Should Google Delete Auto-complete Suggestions?
Is Google responsible for the suggestions of its “autocomplete” search tool?
The company says no, but courts in two countries have suggested otherwise, potentially creating another legal and technical challenge for the search giant.
A Hong Kong court Tuesday ruled that Albert Yeung Sau-shing, chairman of the Emperor Group conglomerate, can sue Google for defamation because “autocomplete” suggests searches linking him to organized crime.
Entering “albert yeung” in the Google search box, in either English or Chinese, brings up suggested searches like “albert yeung triad” a reference to a Chinese criminal organization.

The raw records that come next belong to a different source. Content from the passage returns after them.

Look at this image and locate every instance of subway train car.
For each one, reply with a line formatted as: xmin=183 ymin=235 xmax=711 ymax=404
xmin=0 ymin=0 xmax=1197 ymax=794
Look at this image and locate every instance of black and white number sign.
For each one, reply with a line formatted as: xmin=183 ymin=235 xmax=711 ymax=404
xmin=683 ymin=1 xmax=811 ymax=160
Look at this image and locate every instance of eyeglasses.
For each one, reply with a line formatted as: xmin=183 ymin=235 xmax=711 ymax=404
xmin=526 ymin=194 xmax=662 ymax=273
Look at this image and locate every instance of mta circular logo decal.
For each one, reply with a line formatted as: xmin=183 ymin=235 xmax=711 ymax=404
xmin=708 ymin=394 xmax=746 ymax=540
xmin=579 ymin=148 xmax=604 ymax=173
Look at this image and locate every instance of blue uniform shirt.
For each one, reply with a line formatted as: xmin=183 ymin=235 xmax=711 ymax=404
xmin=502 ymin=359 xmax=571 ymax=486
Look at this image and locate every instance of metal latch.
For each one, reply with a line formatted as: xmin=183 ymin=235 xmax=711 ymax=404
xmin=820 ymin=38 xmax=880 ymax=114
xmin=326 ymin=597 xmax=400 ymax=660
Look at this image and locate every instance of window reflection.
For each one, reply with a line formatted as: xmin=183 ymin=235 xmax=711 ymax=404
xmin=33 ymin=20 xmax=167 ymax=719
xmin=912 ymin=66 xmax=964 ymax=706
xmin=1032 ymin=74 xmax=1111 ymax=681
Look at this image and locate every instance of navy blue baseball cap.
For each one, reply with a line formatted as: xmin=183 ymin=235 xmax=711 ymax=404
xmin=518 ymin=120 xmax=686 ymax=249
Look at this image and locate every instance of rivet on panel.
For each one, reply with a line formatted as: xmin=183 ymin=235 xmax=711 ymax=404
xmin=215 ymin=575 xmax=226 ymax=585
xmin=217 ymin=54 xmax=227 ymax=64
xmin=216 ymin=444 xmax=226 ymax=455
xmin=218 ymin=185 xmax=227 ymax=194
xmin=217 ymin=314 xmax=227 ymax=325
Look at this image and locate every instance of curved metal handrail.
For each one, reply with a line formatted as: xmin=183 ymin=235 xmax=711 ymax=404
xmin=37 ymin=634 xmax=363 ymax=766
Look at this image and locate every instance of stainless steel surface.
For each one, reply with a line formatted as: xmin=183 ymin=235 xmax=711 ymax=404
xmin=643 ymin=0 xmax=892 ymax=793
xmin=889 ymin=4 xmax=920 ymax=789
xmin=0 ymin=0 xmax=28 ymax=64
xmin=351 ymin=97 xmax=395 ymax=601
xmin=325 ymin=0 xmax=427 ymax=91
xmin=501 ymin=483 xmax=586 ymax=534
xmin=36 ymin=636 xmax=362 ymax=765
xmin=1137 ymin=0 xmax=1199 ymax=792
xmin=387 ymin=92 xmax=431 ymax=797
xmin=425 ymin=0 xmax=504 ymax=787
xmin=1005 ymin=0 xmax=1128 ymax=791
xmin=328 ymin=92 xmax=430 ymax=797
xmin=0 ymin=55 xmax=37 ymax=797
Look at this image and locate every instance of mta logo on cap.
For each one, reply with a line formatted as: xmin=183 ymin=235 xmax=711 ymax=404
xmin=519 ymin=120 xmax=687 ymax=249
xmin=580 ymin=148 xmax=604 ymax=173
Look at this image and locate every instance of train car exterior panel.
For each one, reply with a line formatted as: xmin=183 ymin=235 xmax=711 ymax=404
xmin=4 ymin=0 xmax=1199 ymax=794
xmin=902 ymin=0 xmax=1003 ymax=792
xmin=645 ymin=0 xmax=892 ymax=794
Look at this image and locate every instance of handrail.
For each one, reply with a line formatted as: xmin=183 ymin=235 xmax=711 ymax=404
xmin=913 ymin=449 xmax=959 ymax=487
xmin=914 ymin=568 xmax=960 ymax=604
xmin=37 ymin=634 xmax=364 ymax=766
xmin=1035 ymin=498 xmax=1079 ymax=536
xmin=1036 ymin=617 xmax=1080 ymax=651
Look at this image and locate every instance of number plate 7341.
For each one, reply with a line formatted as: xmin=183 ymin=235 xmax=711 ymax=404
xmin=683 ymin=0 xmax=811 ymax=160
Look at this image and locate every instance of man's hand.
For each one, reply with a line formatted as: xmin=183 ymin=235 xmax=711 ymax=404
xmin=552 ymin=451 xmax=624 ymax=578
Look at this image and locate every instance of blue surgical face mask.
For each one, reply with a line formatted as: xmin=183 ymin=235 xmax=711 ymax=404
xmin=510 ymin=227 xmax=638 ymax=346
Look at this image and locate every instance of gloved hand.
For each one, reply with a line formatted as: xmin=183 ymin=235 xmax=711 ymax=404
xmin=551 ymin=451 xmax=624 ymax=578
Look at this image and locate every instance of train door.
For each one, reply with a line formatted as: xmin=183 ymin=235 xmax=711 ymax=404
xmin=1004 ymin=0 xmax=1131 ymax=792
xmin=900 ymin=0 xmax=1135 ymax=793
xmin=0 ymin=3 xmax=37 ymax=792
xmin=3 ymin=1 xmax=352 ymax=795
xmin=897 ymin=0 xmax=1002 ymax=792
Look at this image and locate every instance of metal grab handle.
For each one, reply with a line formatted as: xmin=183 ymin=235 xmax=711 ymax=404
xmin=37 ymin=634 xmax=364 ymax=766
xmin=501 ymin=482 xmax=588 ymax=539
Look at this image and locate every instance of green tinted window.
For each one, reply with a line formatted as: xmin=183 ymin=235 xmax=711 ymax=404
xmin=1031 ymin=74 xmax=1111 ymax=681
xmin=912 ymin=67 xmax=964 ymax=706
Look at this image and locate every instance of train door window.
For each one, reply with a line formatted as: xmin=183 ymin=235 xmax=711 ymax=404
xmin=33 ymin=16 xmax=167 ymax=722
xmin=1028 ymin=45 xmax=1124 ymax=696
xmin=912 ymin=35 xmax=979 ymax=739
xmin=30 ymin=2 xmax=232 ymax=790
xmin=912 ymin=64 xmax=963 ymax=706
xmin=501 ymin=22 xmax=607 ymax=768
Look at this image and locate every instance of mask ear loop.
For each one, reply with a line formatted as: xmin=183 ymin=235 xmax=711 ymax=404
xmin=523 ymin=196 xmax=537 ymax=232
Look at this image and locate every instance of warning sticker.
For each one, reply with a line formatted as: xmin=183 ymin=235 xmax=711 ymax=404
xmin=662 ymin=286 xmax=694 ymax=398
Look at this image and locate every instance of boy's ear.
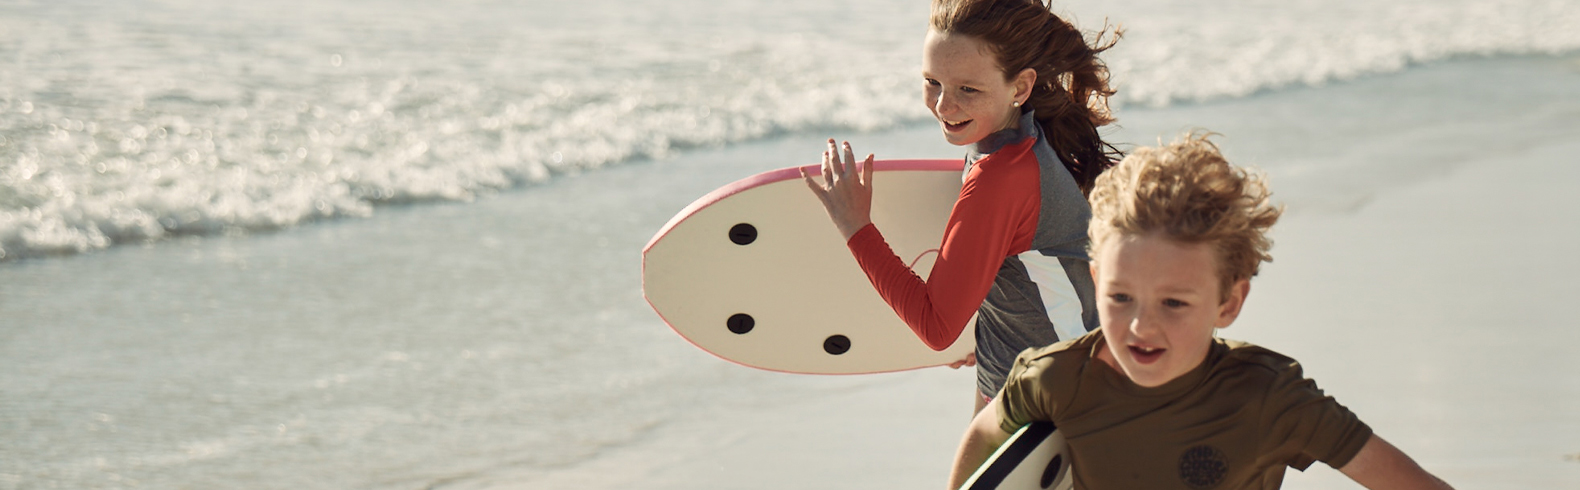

Google argued that it doesn’t “publish” the autocomplete suggestions, which are based on prior searches by users, and that the company is merely a “passive facilitator” of those results. Requiring search engines to review and edit search suggestions threatens “the entire basis of the Internet,” Google argued.
But High Court Judge Marlene Ng rejected that argument, writing that Google’s “algorithms are synthesizing and reconstituting” information from users and then “publishing them as suggestions.” The judge said “Google Search does not simply convey information,” but provides information “distilled pursuant to artificial intelligence set up by Google.”
In a similar case in Germany last year, that country’s highest civil court said that once Google has been notified that libelous words are appended to a person’s name by autocomplete, it has a responsibility to block them. The case was brought by the founder and CEO of a nutritional supplements company, who said “scientology” and “scam” were appended to suggested searches for his name.
The autocomplete function appears before a user completes a search, but Google also is under pressure to edit its search results in parts of the world.
The search company has begun removing certain search results in Europe after the continent’s top court established a “right to be forgotten” in May that gives individuals a right to demand the erasure of links to information about them that is old or irrelevant.
Hong Kong’s top privacy regulator, Allen Chiang Yam-wang, said in a June blog postpublished in June that he expects similar cases to be heard in Canada and Japan. He suggested that Google should apply the right to be forgotten globally.
In Canada, Google has appealed a June ruling that would require the company to remove search results worldwide.